Visitarla a mitad de plazo con el sudor del miedo como camiseta no era la mejor
forma de evitar preguntas; no obstante, el acoso fue quien condujo sus pies ante su puerta. La
sorprendió en bragas y quizá por eso, o porque fumaba al mismo tiempo que arqueaba una ceja, antesala de la primera cuestión, Nashville la pegó un tiro
antes de decir hola. Quería un refugio y pensar; y con aquel plomo del nueve atravesando
la frente de la joven, junto con la puerta abierta, ya lo tenía. Y digo que lo
tenía porque no había terminado de correr las cortinas cuando avistó el mismo
Renault que llevaba tratando de perder hacía siete calles antes y tres
estaciones de metro después. El vehículo esperaba al pie de la ventana con dos
tipos en su interior que, aunque parecían tener la boca cosida, se entendían
con la mirada al detalle como si estuvieran planificando la lista de la compra.
Al
otro lado de la ciudad, Madame Lagart organizaba a su gente para que Gary
Nashville y la maleta dejaran de ser un problema. Mientras tanto, uno de sus
secuaces daba matarile al fulano que presentó al pistolero ante la gran dama y
la convenció de ser el tipo ideal para el encargo. Y digo ideal, porque la
primera parte la solventó perfecta, con un espléndido agujero en la nuca, pero
al hacerse con la maleta Gary ignoraba que se había convertido en el sustituto
de quien acababa de eliminar. Lo cierto es que el pistolero, la maleta, Madame
Lagart y el Renault se movían por la ciudad como bolas de acero sorteando los
pozos de un laberinto que desembocaban en el mismo final. Y así ocurrió cuando
la limusina de Lagart se detuvo frente a una hamburguesería al impactar contra
un Renault que circulaba distraído en dirección contraria, pues su conductor
había fijado toda su atención en el hombre de la maleta que se dirigía al
mostrador de comida rápida. La mala cara del chofer de Lagart y su fornido machaca se
toparon con los mismos rictus que esbozaban los bocacosida. Y mientras sus miradas se
posaban en los bultos bajo los sobacos para ver quién era el primero en
adelgazarlos, Madame Lagart, desoyendo los consejos de su cardiólogo, y
aburrida de disputas varoniles, se lanzó a por una hamburguesa con patatas
harta de tanta ración minúscula en cubertería de plata con la que negociaba,
una vez sí y otra también, la distribución de su mercancía entre la gente chic.
Los
capos no acostumbran a mirar las espaldas de sus esbirros. Se jactan de su
poder, imparten órdenes al vacío y solo miran a los ojos cuando escuchan una
negativa o se duda de sus amenazas. Por esa razón Madame Lagart no identificó
al hombre que, cuatro puestos por delante de ella, trataba de buscar unas
monedas del bolsillo contrario a la mano que sujetaba la maleta. Pero ante esa
imposibilidad, en cuanto tuvo que dejarla en el suelo y sopesar el modo de
transportar bandeja y equipaje; las molduras de metal, el asa de marfil y la
franja verde de Gucci pegaron a los ojos de Lagart un respingo tal que, en lo
que dura un pestañeo, ya la tenía en su poder y abatía la puerta de salida.

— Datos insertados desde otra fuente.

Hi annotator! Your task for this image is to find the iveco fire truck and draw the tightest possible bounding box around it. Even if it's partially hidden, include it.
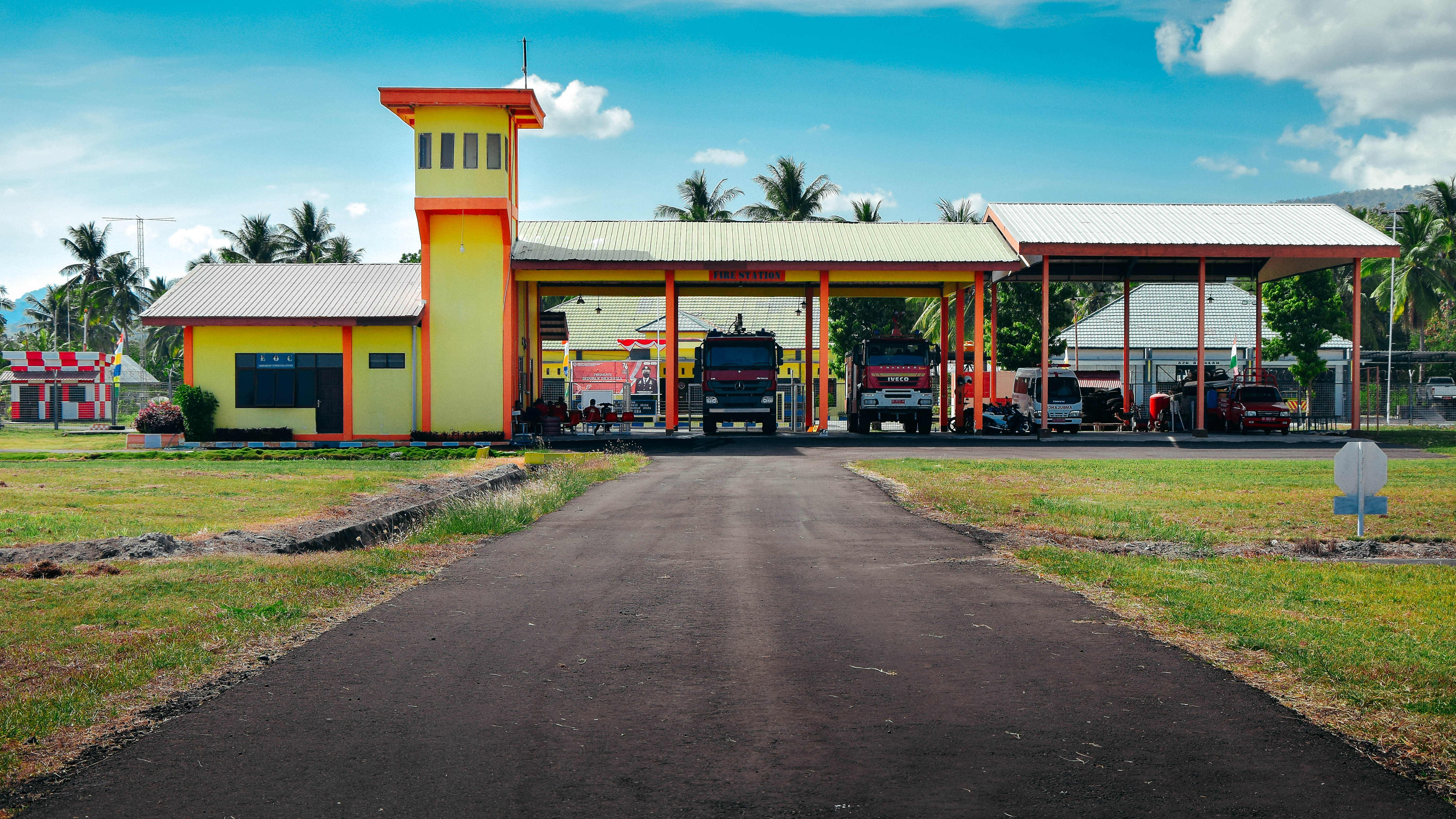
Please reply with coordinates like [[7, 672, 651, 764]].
[[693, 313, 783, 436], [845, 334, 941, 433]]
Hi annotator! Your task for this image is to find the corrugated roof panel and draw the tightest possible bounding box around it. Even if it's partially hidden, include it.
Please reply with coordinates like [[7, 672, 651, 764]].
[[141, 264, 422, 318], [1057, 281, 1351, 350], [989, 203, 1395, 248], [511, 220, 1016, 265]]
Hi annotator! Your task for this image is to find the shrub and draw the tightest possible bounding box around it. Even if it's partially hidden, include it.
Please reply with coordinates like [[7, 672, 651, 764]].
[[175, 383, 217, 440], [135, 398, 184, 434], [213, 427, 293, 442]]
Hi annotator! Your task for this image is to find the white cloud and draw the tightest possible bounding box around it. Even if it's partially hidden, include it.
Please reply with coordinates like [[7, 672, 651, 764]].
[[824, 188, 900, 213], [693, 147, 748, 166], [507, 74, 632, 140], [168, 225, 227, 255], [1155, 0, 1456, 187], [1193, 156, 1260, 179]]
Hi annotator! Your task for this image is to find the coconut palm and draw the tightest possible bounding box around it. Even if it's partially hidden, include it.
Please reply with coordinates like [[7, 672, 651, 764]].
[[218, 213, 284, 264], [738, 156, 839, 221], [275, 203, 333, 262], [1375, 205, 1456, 350], [652, 170, 742, 221], [935, 198, 978, 221], [61, 221, 125, 350], [319, 236, 364, 264]]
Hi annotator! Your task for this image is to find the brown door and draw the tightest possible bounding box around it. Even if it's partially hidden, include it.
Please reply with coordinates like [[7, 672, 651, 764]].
[[313, 367, 344, 434]]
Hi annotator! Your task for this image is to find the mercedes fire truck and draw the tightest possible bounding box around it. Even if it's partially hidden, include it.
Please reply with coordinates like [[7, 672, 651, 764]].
[[693, 315, 783, 436], [845, 335, 941, 433]]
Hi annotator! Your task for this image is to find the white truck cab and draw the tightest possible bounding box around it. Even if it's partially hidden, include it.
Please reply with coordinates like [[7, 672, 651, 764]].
[[1011, 367, 1082, 433]]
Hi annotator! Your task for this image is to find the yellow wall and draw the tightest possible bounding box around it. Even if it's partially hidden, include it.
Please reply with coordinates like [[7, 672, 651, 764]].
[[352, 326, 411, 437], [429, 214, 507, 431], [192, 326, 341, 434], [411, 105, 515, 197]]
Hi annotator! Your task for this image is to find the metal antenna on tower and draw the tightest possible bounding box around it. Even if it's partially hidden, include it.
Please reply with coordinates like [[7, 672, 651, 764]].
[[102, 216, 176, 271]]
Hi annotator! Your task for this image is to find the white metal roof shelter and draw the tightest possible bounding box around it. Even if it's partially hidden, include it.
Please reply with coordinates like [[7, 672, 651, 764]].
[[986, 203, 1401, 437]]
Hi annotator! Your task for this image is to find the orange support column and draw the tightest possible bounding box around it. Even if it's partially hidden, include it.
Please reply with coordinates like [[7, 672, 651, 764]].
[[820, 270, 829, 436], [663, 270, 677, 434], [1193, 257, 1209, 439], [1345, 259, 1361, 431], [341, 325, 354, 440], [936, 286, 951, 433], [1038, 257, 1051, 437], [1123, 275, 1133, 412], [971, 270, 986, 434]]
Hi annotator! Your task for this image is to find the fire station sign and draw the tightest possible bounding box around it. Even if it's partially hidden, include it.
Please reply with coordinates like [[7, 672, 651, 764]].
[[708, 270, 783, 284]]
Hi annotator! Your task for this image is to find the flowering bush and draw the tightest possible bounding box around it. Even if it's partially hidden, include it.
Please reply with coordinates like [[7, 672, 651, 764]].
[[137, 398, 182, 434]]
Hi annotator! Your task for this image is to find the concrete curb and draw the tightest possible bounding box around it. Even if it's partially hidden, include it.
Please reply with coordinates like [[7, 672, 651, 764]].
[[275, 464, 530, 554]]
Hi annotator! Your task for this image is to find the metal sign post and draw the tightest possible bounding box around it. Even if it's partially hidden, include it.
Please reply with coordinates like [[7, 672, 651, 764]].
[[1335, 440, 1389, 538]]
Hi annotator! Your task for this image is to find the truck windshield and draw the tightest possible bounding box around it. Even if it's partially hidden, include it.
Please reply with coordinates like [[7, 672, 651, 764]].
[[1239, 386, 1280, 402], [865, 341, 929, 361], [705, 347, 773, 370]]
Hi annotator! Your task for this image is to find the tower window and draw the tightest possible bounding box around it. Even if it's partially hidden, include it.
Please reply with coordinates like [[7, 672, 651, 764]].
[[485, 134, 501, 170], [460, 134, 481, 168], [440, 134, 454, 168]]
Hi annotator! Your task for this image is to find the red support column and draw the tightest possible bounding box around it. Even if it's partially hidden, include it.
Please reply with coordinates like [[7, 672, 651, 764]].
[[971, 270, 986, 434], [820, 270, 829, 436], [1350, 259, 1363, 431], [1193, 257, 1209, 439], [1123, 277, 1133, 412], [991, 274, 1000, 398], [663, 270, 677, 434], [951, 281, 971, 433], [936, 284, 951, 433], [1038, 257, 1051, 437], [1254, 278, 1264, 383]]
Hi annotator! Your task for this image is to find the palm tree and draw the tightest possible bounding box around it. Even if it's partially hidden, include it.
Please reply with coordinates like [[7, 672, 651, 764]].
[[935, 198, 980, 221], [652, 170, 742, 221], [738, 156, 839, 221], [218, 213, 283, 264], [61, 221, 125, 350], [275, 203, 333, 262], [319, 236, 364, 264], [1375, 205, 1456, 350]]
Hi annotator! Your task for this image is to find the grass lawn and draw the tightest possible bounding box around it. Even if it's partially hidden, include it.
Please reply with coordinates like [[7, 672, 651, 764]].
[[0, 456, 497, 547], [0, 424, 127, 452], [858, 458, 1456, 547], [1016, 545, 1456, 799], [0, 455, 647, 787]]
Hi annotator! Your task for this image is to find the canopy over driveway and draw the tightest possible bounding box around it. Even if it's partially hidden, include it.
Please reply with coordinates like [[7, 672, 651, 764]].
[[986, 203, 1401, 436]]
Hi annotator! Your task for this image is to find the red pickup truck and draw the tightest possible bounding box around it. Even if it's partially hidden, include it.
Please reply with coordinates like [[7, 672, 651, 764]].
[[1214, 383, 1290, 436]]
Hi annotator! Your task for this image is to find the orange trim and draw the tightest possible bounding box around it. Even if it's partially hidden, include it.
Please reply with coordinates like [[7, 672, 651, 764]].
[[658, 270, 679, 434], [820, 270, 829, 433], [415, 211, 431, 430], [378, 87, 546, 128], [971, 270, 986, 431], [182, 326, 196, 386], [342, 326, 354, 439]]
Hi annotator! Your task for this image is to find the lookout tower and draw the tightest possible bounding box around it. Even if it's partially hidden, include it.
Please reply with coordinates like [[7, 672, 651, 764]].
[[378, 87, 543, 434]]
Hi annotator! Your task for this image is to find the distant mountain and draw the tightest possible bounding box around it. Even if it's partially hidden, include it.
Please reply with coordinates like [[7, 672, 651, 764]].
[[1277, 185, 1425, 208]]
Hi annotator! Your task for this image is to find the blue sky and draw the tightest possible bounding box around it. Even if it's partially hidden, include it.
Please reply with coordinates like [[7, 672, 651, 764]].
[[0, 0, 1456, 294]]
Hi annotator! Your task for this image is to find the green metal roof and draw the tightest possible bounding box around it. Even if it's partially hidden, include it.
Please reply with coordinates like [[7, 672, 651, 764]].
[[511, 220, 1021, 270]]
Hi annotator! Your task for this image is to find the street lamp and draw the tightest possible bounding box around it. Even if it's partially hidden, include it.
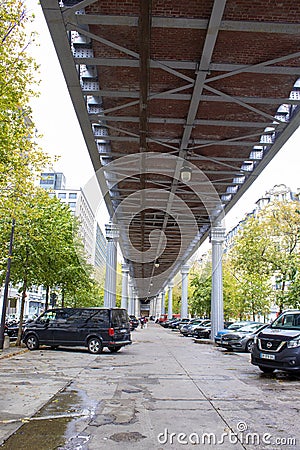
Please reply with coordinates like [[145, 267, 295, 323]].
[[180, 165, 192, 183]]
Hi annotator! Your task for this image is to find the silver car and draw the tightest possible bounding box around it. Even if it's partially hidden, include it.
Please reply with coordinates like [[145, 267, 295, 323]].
[[220, 323, 268, 353]]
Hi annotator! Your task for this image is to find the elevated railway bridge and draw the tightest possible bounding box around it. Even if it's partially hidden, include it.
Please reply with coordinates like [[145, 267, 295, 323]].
[[41, 0, 300, 336]]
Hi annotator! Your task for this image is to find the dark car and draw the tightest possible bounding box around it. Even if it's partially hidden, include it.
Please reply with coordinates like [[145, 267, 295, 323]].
[[179, 319, 210, 336], [22, 308, 131, 354], [214, 320, 258, 345], [129, 315, 139, 331], [169, 318, 190, 330], [251, 310, 300, 373], [220, 323, 267, 353], [192, 320, 211, 339], [160, 317, 178, 328]]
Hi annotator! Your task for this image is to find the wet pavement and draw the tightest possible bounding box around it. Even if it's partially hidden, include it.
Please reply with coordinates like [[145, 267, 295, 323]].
[[0, 324, 300, 450]]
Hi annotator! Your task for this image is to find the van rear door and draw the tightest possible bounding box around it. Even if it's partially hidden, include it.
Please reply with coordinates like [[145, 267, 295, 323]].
[[111, 308, 130, 342]]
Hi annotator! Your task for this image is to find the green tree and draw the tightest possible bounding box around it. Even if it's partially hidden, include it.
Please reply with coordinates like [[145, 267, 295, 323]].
[[262, 201, 300, 312], [189, 261, 212, 317], [0, 188, 99, 343], [0, 0, 46, 201]]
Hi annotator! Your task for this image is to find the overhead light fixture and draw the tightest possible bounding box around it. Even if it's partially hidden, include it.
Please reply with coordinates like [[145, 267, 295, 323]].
[[180, 166, 192, 183]]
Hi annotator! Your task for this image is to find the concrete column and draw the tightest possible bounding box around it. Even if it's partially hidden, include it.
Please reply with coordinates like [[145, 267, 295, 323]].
[[160, 290, 166, 314], [104, 222, 119, 308], [168, 283, 174, 319], [210, 225, 225, 340], [134, 292, 141, 317], [121, 264, 129, 309], [180, 265, 190, 318]]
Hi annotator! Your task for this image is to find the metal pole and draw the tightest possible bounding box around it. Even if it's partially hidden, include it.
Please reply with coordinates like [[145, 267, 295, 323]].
[[0, 219, 16, 350]]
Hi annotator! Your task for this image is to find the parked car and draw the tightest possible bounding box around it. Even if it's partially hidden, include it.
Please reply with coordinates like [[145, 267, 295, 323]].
[[22, 308, 131, 354], [251, 310, 300, 373], [220, 323, 268, 353], [214, 320, 258, 345], [192, 320, 211, 339], [129, 315, 139, 331], [179, 319, 210, 336], [169, 318, 190, 330], [160, 317, 178, 328]]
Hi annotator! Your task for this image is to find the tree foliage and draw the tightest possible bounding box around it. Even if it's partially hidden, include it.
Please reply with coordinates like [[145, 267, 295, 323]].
[[231, 201, 300, 316], [0, 0, 48, 203]]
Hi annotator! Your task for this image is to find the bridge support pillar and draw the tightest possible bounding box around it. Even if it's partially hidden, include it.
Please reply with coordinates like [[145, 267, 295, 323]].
[[104, 222, 119, 308], [168, 283, 174, 319], [121, 264, 129, 309], [180, 265, 190, 318], [210, 225, 225, 339], [160, 290, 166, 314]]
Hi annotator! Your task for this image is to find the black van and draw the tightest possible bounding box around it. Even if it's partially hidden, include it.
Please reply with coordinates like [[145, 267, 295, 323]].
[[22, 308, 131, 354], [251, 310, 300, 373]]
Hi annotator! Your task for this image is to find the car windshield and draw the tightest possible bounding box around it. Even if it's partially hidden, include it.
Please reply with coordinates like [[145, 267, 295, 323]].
[[227, 322, 246, 330], [271, 312, 300, 330]]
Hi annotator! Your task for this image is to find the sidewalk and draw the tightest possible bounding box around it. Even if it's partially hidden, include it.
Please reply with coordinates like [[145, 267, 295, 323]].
[[0, 341, 28, 359]]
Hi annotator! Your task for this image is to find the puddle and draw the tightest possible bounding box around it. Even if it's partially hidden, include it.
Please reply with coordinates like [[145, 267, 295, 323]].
[[0, 388, 93, 450]]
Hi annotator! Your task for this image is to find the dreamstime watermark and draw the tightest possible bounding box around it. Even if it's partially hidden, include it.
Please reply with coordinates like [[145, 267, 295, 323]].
[[157, 422, 297, 448]]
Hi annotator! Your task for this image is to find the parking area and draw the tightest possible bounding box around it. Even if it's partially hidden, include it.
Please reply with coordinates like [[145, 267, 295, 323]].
[[0, 323, 300, 450]]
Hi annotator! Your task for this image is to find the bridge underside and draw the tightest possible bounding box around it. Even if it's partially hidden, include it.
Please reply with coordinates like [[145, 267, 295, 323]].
[[41, 0, 300, 299]]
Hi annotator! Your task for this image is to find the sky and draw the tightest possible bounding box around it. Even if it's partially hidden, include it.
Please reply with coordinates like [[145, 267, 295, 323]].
[[26, 0, 300, 236]]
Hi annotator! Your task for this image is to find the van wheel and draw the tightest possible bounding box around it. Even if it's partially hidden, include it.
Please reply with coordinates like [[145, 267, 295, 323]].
[[25, 334, 40, 350], [88, 338, 103, 355], [258, 366, 275, 373], [108, 347, 121, 353]]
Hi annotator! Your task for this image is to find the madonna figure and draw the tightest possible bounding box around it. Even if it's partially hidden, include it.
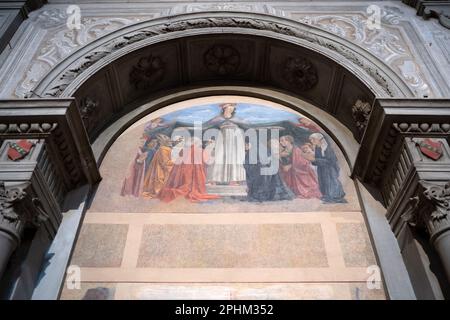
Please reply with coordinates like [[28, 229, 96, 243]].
[[205, 103, 245, 185]]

Pensando en que sus muchachos ya tendrían humillados a los tipos del Renault,
Madame Lagart tardó en distinguirlos contra el capó de su limusina a merced de
los bocacosida. ¿La culpa? Media comisaría, un bosque de escopetas apuntándola, y cuatro coches radiopatrulla se
interponían.
Gary
Nashville decidió retirar el pepinillo y añadir kétchup a su doble de queso
mientras contemplaba detrás del cristal cómo se llevaban engrilletada a Madame
Lagart. Dos tipos con guantes, los bocacosida, guardaron la maleta en el
asiento trasero de su maltrecho Renault y se largaron en dirección opuesta a la
comisaría. Gary no se extrañó de aquel quiebro, al fin y al cabo la maleta
estaba vacía, pero lamentó la pérdida. Y digo lamentó y digo pérdida porque tan
solo le quedaban cuarenta y cinco días para encontrar a otra amiga poco
interesada en preguntar apellidos de quien arrugaba sus sábanas cada tres
meses, y dejaba, por todo rastro, el perfume de la pólvora.